Bisa dibilang pelayananannya kepada petobat-petobat baru justru menguras keuangan keluarga Pak Pendeta yang bisa dibilang sangat-sangat terbatas. Kadangkala ia memang mendapatkan persembahan dalam pelayanan ibadah di gerejanya maupun di pos Pekabaran Injil, tetapi nilainya saja tidak sebanding dengan biaya yang dikeluarkannya. Maklum, persembahan orang desa yang tulus memang masih alakadarnya sesuai dengan perekonomian mereka.

Disinilah Tuhan Yesus menunjukkan karyanya yang luar biasa. Tidak pernah Pak Pendeta Markus Kenti dan keluarganya berutang kepada orang lain. Tidak pernah ia meminta minta dana kepada donatur dalam pembangunan gerejanya. Untuk pembangunan gereja yang dilakukan setahap demi setahap, biayanya semua Tuhan kirim melalui orang yang justru tidak dia kenal. Bahkan mobil carry yang dimilikinya justru didapatnya melalui hasil tukar guling dengan seorang Haji yang herannya bisa kesengsem dengan mobil bututnya. Allah juga selalu memenuhi kebutuhan biaya sekolah ketiga anaknya sehingga salah satu anak gadisnya saat ini sudah kuliah di UKSW.

Bencana Merapi ternyata Tuhan ijinkan terjadi karena Tuhan ingin gereja-Nya benar-benar menjadi terang bagi dunia. Gereja Pak Pendeta menjadi salah satu yang dipercaya para donatur untuk menyalurkan bantuan bencana.

Apakah dia lebih mementingkan kebutuhan dirinya sendiri atau jemaatnya? Ternyata tidak. “Pendeta Kampung” ini justru bersikap adil dengan membagikan bantuan sama rata-sama rasa kepada jemaat maupun kepada warga non Kristen. Bahkan jikalau bantuan bencana yang ada hanya sedikit, beliau mengajarkan kepada jemaat untuk mengutamakan warga non jemaat dan warga non Kristen. Alhasil, pasca bencana merapi, gereja,Pak Pendeta dan Jemaatnya  benar-benar menjadi terang di tengah kegelapan.

Banyak berkat yang diterima hamba-Nya ini entah dari manapun. Tetapi ketika ia menerima, yang ada dipikirannya justru domba-domba Allah alias jemaat dan warga sekitar. Berkat materi yang ditujukan khusus untuk dirinya dan keluarganya justru disalurkannya untuk kepentingan gereja, jemaat dan warga sekeliling.

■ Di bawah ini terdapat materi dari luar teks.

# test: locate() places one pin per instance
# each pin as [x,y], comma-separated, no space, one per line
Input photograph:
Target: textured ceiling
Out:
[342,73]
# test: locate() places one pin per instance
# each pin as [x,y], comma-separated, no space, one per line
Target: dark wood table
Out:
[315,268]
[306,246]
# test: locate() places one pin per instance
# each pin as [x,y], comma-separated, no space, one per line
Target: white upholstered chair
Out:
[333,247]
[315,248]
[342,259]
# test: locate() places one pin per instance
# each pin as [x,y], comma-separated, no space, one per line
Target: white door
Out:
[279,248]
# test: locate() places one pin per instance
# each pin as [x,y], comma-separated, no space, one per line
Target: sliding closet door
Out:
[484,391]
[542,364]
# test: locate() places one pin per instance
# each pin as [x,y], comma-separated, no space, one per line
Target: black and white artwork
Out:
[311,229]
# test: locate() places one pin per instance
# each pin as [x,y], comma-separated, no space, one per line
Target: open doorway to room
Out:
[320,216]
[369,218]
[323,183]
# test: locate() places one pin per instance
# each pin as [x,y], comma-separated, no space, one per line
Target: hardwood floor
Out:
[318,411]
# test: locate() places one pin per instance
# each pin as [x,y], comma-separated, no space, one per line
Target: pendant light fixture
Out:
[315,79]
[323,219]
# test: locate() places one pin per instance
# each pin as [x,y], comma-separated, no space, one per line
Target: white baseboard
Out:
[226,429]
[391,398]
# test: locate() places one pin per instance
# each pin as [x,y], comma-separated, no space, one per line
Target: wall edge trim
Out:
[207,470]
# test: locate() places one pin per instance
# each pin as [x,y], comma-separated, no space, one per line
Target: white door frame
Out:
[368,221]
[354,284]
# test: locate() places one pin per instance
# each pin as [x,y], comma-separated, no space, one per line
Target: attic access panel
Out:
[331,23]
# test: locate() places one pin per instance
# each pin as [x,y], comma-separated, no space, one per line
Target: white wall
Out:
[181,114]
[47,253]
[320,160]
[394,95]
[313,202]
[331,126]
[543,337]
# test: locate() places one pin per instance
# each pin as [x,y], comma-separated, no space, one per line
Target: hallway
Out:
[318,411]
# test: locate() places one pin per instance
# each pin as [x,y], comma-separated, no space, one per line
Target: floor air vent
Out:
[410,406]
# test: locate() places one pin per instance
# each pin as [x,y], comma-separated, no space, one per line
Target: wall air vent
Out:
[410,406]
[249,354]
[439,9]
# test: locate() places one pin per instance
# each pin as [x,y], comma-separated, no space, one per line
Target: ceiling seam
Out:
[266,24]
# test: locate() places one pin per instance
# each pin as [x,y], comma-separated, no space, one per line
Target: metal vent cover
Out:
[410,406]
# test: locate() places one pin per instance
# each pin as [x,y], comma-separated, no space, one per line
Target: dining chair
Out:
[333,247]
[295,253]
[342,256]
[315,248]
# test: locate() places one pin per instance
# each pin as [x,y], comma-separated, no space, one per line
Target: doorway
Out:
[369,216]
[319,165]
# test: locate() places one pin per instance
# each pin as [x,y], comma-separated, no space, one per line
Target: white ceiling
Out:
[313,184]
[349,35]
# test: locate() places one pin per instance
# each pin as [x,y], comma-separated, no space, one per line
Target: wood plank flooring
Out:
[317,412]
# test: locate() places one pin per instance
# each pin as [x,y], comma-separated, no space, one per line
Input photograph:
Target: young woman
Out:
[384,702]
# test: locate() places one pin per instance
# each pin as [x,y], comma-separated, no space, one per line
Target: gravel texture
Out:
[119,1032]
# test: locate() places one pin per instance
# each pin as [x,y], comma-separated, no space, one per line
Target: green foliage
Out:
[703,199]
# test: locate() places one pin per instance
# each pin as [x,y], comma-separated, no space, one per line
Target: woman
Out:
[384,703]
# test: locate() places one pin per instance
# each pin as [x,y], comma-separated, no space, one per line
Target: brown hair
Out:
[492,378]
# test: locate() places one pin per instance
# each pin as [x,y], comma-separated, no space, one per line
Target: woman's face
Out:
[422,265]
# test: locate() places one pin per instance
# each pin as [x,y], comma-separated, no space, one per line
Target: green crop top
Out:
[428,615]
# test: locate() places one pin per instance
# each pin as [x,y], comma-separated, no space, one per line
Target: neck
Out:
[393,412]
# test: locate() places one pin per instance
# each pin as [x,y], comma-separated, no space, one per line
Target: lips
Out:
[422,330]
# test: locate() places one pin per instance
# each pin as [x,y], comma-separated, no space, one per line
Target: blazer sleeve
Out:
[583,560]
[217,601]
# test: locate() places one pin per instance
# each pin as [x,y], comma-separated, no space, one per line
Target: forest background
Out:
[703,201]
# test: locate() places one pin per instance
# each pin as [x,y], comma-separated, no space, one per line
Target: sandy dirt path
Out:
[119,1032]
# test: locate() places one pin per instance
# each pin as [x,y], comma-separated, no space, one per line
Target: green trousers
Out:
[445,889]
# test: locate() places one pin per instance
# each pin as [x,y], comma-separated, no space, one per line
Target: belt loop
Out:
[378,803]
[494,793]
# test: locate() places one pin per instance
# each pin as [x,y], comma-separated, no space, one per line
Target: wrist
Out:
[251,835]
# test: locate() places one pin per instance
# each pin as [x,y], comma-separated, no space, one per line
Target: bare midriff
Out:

Ini tercermin dari cara berpakaian dan kehidupannya yang sangat sederhana. Bajunya memang bersih tetapi bukan barang baru. Celana panjang yang dikenakannya juga bersih tetapi terlihat sudah tua.

Demikian juga dengan sepatu yang dikenakannya, seakan-akan sepatu lusuh itu saja yang ia miliki. Dengan kesederhanaannya itu, sukacita justru terus terpancar di matanya dan dimata istrinya serta anak-anaknya. Pelayanannya penuh dengan sukacita. Para pengerjanya justru melayani dengan penuh sukacita walaupun tidak dibayar sesenpun. Ketika beribadah di tempatnya, serasa surga melingkupi hati kita.
Banyak sekali hal-hal luar biasa yang Tuhan ijinkan untuk kita pelajari dari sang “Pendeta Kampung” dan sayangnya tidak semua bisa diungkapkan melalui blog ini.